By Lauren Hays
Instructional and Research Librarian
MidAmerica Nazarene University
On Friday, July 31, the Center for Games & Learning at MidAmerica Nazarene University hosted a Games & Learning Conference. It was a fantastic day! You can read one attendee’s write-up here, but to sum it up, she wrote, “The whole day was packed with activity, passion, and some really fantastic ideas.” Librarians from the Northeast Kansas Library System also attended the conference, Jeanette Stromgren, Director of Osage City Public Library, found the day very worthwhile, “The conference demonstrated to me that no matter what age you are, you can improve or learn 21st century skills by playing tabletop and board games, and provided justification for purchasing and using the games in a school or library setting.” I’m thrilled attendees walked away with such positive feelings!
Lauren Hays, Co-Director of Center for Games and Learning; Glenn Wiebe, ESSDACK Presenter; Mark Hayse, Co-Director of Center for Games and Learning
My goals for the conference included a) starting conversations about potential collaborations and ways the center can support professors, librarians, and K-12 educators in using gameplay in their educational settings b) generating ideas for using games in courses, and c) meeting others in the broad education community interested in gameplay.
The opening keynote speaker for the day was Glenn Wiebe from the Educational Services and Staff Development Association of Central Kansas (ESSDACK). He discussed how games could help students learn.
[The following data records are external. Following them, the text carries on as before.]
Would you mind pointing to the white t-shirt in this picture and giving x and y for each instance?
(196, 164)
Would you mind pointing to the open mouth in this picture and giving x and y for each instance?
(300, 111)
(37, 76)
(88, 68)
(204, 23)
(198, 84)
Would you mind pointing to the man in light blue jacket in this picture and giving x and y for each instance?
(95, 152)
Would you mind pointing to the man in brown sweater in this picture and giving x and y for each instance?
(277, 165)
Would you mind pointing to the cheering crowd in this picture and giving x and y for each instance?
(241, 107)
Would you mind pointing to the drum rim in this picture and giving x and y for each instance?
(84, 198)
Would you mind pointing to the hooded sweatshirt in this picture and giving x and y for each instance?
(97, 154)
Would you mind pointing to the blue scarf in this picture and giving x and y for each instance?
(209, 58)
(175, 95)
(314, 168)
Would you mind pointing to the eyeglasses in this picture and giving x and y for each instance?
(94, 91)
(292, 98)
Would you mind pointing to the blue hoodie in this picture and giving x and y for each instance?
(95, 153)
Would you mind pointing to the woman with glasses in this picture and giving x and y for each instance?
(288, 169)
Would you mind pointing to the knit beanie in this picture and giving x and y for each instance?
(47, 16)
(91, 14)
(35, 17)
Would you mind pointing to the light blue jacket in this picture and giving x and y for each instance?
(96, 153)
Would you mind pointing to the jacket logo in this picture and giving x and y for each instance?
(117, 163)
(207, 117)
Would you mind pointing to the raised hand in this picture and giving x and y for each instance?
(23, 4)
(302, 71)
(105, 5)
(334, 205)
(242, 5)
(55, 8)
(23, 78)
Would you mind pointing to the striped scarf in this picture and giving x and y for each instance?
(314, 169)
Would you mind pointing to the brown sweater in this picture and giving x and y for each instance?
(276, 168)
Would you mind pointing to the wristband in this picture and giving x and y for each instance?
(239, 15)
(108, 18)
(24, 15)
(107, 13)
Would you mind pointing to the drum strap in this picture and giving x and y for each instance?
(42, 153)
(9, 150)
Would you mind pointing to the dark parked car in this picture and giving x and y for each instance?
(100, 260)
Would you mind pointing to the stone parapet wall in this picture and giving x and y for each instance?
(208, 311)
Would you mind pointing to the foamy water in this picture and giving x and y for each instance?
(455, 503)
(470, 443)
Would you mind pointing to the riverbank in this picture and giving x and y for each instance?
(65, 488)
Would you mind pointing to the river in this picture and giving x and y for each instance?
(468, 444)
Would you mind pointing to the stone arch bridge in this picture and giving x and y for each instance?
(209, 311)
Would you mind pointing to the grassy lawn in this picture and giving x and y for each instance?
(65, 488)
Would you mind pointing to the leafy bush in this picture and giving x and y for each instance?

He included a lot of information on brain research and suggested we read the following books:
- The Game Believes in You by Greg Toppo
- Don’t Bother Me, Mom—I’m Learning! by Marc Prensky
- Libraries Got Game by Brian Mayer and Christopher Harris
Glenn’s presentation kicked off the day on a high note.
Throughout the day, there were tracks for librarians and educators. Breakout sessions included:
- how to incorporate games into your library
- teaching with games
- selecting games for curricular alignment
- information on an amazing alternate reality game created by a librarian-led team at Kansas State University
As the co-director for the Center for Games & Learning, I felt that the day was very successful. I met many passionate librarians and educators interested in using games to reach their communities and students. It is my hope that the conference ignites a larger conversation about how librarians of all types (academic, public, school, and special) can support their communities through gameplay.
About the Center for Games & Learning at MidAmerica Nazarene University
In 2014, the Institute of Museum and Library Services awarded the Mabee Library at MidAmerica Nazarene University (MNU) a Sparks! Ignition Grant to create a library-based Center for Games and Learning. Lauren Hays, Instructional and Research Librarian, and Mark Hayse PhD, Director of the Honors Program, co-direct the center. The center’s mission is the following:
- Curate an extensive game collection
- Disseminate cutting-edge research on games and learning
- Equip educators to become game designers
- Seek renewal within P-12, homeschool, and post-secondary classrooms
- Train librarians seeking to support their communities through gameplay
About the Author
Lauren Hays is the Instructional and Research Librarian and the Co-Director of the Center for Games and Learning at MidAmerica Nazarene University. She holds an undergraduate degree in education, a masters in library science, a masters in educational technology, and a graduate certificate in online teaching and learning. She is passionate about the learning process. Her professional interests include the librarian's role in informal learning and the scholarship for teaching and learning.